Les enregistrements comptables sont établis séparément pour chacune des catégories de matières nucléaires suivantes, un compte séparé, par catégorie, étant tenu pour les matières irradiées :

  • thorium ;
  • uranium appauvri ;
  • uranium naturel ;
  • uranium enrichi à moins de 10 % en uranium-235 ;
  • uranium enrichi à plus de 10 % mais à moins de 20 % en uranium-235 ;
  • uranium enrichi à plus de 20 % en uranium-235 ;
  • uranium-233 ;
  • plutonium ;
  • deutérium ;
  • tritium ;
  • lithium enrichi en lithium-6.

Contrôle étatique[modifier | modifier le code]

En France, le code de la défense en L1333 organise la protection et le contrôle des matières nucléaires, et le Haut fonctionnaire de défense et de sécurité du ministère chargé de l'énergie (MEEDDM) est chargé de son application. L'Institut de radioprotection et de sûreté nucléaire (IRSN) est l'appui technique du HFDS pour cette activité.

Au titre du code de la défense, l’IRSN :

  • tient la comptabilité nationale des matières nucléaires ;
  • assure le suivi opérationnel des transports des matières nucléaires.

C'est l'IRSN qui réalise les missions d’inspection étatiques française.

S'agissant des obligations internationales, le Comité Technique Euratom (CTE) assure le suivi de l'application des contrôles internationaux sur les matières nucléaires menés en France par la Commission européenne et par l'AIEA. Ces contrôles internationaux découlent principalement de la mise en œuvre du traité instituant la Communauté européenne de l'énergie atomique et de l'accord de Garanties France/Euratom/AIEA. Le CTE s'appuie sur l'IRSN pour l'accomplissement de ces missions y compris pour l'accompagnement des inspections internationales sur le territoire français.

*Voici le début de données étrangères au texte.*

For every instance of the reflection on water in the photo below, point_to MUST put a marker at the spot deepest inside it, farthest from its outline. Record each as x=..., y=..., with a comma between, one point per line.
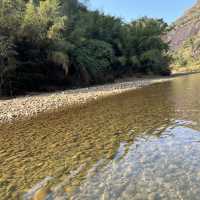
x=143, y=144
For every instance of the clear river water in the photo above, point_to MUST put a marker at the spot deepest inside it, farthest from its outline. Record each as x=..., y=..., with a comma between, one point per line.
x=140, y=145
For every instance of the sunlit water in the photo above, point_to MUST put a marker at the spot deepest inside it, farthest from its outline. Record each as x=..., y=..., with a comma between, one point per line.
x=143, y=144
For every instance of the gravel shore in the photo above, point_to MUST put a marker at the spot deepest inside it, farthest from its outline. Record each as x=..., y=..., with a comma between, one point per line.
x=29, y=106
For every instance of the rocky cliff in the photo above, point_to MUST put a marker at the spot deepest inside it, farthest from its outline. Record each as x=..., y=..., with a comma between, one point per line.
x=184, y=38
x=186, y=27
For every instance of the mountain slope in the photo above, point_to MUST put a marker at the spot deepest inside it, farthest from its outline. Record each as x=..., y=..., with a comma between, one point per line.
x=184, y=38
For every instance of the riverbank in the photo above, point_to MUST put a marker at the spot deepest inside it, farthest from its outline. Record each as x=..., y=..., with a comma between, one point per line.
x=30, y=106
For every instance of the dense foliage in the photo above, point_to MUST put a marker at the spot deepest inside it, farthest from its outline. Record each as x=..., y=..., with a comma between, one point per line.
x=49, y=44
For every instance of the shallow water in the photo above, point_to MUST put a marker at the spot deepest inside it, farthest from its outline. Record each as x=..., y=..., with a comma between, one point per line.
x=143, y=144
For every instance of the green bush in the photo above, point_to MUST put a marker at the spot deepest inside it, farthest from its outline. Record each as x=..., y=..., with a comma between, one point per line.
x=96, y=57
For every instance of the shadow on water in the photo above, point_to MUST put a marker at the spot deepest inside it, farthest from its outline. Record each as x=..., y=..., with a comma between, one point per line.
x=138, y=145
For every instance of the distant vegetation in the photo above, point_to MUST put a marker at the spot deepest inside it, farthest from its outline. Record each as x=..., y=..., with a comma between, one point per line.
x=57, y=44
x=184, y=40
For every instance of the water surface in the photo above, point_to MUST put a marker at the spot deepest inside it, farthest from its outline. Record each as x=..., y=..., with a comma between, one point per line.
x=143, y=144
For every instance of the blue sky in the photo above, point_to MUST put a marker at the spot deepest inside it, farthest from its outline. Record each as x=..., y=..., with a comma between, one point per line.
x=169, y=10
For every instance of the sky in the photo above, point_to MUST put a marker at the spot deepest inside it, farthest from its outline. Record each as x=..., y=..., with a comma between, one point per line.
x=129, y=10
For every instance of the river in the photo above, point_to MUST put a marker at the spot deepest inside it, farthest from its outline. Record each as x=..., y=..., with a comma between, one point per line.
x=143, y=144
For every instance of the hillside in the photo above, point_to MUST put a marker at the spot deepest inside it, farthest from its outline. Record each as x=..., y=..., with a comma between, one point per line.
x=184, y=38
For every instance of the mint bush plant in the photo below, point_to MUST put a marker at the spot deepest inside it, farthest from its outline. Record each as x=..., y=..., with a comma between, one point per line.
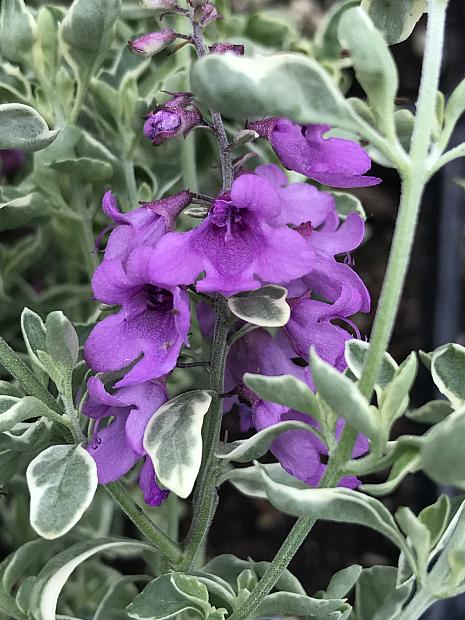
x=221, y=150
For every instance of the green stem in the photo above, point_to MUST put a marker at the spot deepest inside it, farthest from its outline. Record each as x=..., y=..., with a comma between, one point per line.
x=414, y=177
x=157, y=537
x=206, y=497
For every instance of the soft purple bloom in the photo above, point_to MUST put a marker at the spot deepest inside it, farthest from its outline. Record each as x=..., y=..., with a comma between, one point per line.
x=175, y=117
x=299, y=452
x=154, y=319
x=11, y=161
x=300, y=202
x=331, y=161
x=152, y=43
x=235, y=245
x=142, y=226
x=117, y=447
x=222, y=48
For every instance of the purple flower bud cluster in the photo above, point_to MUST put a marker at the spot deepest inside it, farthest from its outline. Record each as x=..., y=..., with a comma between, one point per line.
x=263, y=230
x=175, y=117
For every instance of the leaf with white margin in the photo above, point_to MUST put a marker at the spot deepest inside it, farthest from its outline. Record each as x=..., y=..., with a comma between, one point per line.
x=285, y=390
x=356, y=352
x=21, y=127
x=242, y=88
x=62, y=481
x=344, y=397
x=57, y=571
x=339, y=505
x=254, y=447
x=249, y=481
x=266, y=307
x=173, y=440
x=15, y=410
x=448, y=372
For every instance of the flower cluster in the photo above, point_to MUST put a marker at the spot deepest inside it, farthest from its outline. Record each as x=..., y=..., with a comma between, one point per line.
x=263, y=230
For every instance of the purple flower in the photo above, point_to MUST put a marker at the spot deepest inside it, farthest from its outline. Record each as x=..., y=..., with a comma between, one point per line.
x=152, y=43
x=117, y=447
x=222, y=48
x=331, y=161
x=300, y=202
x=299, y=452
x=142, y=226
x=154, y=319
x=175, y=117
x=235, y=245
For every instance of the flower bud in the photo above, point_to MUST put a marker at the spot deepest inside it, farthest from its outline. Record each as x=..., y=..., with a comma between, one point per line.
x=177, y=116
x=152, y=43
x=209, y=13
x=222, y=48
x=159, y=5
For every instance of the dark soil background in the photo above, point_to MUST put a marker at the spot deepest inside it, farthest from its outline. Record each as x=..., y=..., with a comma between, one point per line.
x=430, y=314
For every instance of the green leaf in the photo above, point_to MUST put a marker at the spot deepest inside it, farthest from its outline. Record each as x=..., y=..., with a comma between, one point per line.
x=21, y=127
x=173, y=440
x=347, y=204
x=249, y=481
x=16, y=410
x=442, y=454
x=356, y=352
x=266, y=306
x=448, y=372
x=395, y=18
x=436, y=518
x=87, y=30
x=343, y=397
x=377, y=596
x=406, y=462
x=56, y=572
x=34, y=335
x=374, y=66
x=394, y=400
x=23, y=211
x=339, y=505
x=242, y=88
x=17, y=30
x=62, y=482
x=169, y=595
x=298, y=605
x=61, y=340
x=343, y=581
x=285, y=390
x=431, y=413
x=246, y=450
x=85, y=168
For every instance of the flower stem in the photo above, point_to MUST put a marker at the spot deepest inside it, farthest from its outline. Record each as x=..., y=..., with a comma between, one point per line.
x=206, y=497
x=414, y=177
x=157, y=537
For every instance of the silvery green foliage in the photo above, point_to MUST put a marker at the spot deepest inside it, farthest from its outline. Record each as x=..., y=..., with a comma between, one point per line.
x=74, y=101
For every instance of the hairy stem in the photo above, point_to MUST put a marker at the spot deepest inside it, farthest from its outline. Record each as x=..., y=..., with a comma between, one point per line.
x=206, y=498
x=157, y=537
x=414, y=177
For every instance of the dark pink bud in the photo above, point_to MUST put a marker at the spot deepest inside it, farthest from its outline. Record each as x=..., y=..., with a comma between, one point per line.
x=264, y=128
x=152, y=43
x=209, y=13
x=222, y=48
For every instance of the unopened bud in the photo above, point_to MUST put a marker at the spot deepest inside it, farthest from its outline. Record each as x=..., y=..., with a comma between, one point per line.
x=222, y=48
x=152, y=43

Références et liens[modifier | modifier le code]

  1. Article R1333-1 du code de la défense
  2. Bulletin UE 4-1996, Sommet du G7+1 relatif à la sûreté et à la sécurité nucléaires (3/5).
  3. Audition de Jacques Attali au sénat Belge.
  4. La comptabilité demandée aux producteurs de minerais est spécifique à leurs activités.
  5. Certaines catégories de matières doivent faire l'objet de rapports ou d'écritures séparés, notamment l'uranium appauvri, l'uranium enrichi, le plutonium et le thorium.